Sprofonda Piazza Affari peggior calo dal crac Lehman
MILANO – Piazza Affari nel panico. La Borsa ignora i pochi spunti positivi, volta le spalle al successo dell’asta Bot e ritorna indietro ai minimi di oltre due anni fa. Con il calo di ieri, del 6,65%, gli indici sono ridiscesi al 20 marzo 2009, ormai solo ad un’incollatura di distanza da quel terribile picco al ribasso segnato il 9 marzo dello stesso anno.
È stata una giornata da brivido, con le quotazioni che scendevano ininterrottamente con il passare delle ore a partire grosso modo da mezzogiorno e mezzo e poi in modo più deciso a dalle 14.30, tra una raffica di sospensioni e di titoli che si sgretolavano sotto la mannaia delle vendite. Alla fine, il bilancio delle perdite segna il peggior risultato in un solo giorno dopo il crac Lehman: il 6 ottobre del 2008, Piazza Affari perse in una sola seduta l’8,24%, ieri si è fermata quando l’indice Ftse Mib era ormai sceso sotto quota 15 mila punti (14.676 per la precisione). In un solo giorno, la Borsa ha bruciato 22,2 miliardi, conquistandosi la maglia nera nel Vecchio continente.

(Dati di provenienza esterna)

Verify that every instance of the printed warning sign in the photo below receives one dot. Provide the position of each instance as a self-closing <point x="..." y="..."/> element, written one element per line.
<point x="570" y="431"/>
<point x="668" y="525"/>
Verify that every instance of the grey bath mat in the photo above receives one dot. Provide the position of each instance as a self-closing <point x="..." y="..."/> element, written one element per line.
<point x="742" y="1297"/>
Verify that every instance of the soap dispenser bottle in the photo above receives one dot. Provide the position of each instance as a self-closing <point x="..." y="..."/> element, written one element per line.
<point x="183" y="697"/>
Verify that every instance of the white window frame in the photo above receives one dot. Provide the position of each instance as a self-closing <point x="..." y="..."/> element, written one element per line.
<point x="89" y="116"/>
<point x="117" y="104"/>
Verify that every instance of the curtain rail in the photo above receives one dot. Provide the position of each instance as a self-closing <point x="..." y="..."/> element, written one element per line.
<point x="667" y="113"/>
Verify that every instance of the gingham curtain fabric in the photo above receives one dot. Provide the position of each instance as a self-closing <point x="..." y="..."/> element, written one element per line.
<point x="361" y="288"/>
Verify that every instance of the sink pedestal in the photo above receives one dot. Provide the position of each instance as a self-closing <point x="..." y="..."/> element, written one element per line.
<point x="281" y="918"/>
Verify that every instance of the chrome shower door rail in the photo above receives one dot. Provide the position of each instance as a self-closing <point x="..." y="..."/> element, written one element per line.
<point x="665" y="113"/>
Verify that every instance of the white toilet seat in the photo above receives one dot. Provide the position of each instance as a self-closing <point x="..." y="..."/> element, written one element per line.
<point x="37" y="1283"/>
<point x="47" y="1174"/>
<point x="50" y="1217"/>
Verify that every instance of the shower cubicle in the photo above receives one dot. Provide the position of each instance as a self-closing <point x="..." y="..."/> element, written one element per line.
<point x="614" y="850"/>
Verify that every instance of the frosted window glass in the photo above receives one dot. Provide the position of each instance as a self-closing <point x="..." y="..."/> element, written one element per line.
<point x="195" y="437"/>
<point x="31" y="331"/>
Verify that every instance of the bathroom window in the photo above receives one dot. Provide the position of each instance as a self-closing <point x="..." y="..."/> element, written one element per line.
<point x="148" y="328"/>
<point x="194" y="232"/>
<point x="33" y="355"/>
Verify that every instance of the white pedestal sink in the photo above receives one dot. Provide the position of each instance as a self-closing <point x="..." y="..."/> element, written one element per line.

Il peggioramento degli umori si è rapidamente esteso ai titoli di Stato, nonostante il successo dell’asta dei Bot annuali, nella mattinata, che ha visto il doppio della domanda rispetto ai titoli offerti (6,5 miliardi) e l’altrettanto netta riduzione dei rendimenti, scesi di 0,711 punti rispetto all’asta del 12 luglio scorso e ormai sotto il 3% (2,959%). Ma il differenziale di rendimento tra il Btp e il Bund a fine giornata era tornato di nuovo a 291 punti base, dopo essere sceso in mattinata fino a 279 punti. Il Btp a dieci anni ha chiuso la seduta con un rendimento un soffio superiore al 5%, ma la forchetta con il “cugino” tedesco si è riallargata perché il Bund ha migliorato di molto le posizioni, nonostante sul mercato continui a essere notata la presenza della Bce a sostegno dei bond dei paesi in difficoltà .
Ma è il listino azionario ieri a essere inquietante: Intesa Sanpaolo ha perso quasi il 14%, Unicredit non è riuscita a tenere quota un euro, Fiat ha ceduto un altro 8% e dal 25 luglio ha lasciato per strada il 37%. E ancora, Fonsai ha perso il 9,5% e ormai ha bucato il prezzo di emissione delle nuove azioni in aumento di capitale, mentre Ubi ha perso un po’ più del 10%, Mediolanum l’8%, Buzzi Unicem il 9,5%. Se infatti i titoli finanziari sono nell’occhio del ciclone, anche le società legate alla congiuntura riflettono i timori per l’economia reale. Ieri, solidamente controcorrente, Tod’s ha guadagnato il 2,54%, ma due giorni prima aveva perso l’8%; altrettanto bene è andata Parmalat (più 2,06%) ma ora in Borsa vale 1,584 euro mentre solo un mese fa l’Opa Lactalis era stata a 2,6 euro.
La drammaticità della situazione ha portato la Consob a riunirsi, a prendere contatto con l’Emea – la Consob europea – per valutare iniziative concertate e assicurare un regolare svolgimento delle negoziazioni sulle piazze finanziarie; ovviamente ad accentuare il monitoraggio sugli scambi. Ma in contesti del genere, paracadute semplici da aprire non ne esistono; anche perché ad un primo sguardo le vendite di questi giorni sono “vere”. I dati relativi alle vendite allo scoperto, le posizioni ribassiste della speculazione, secondo la Consob sono infatti confinate in limiti fisiologici: chi vende, insomma, lo fa perché vuole scappare da Piazza Affari.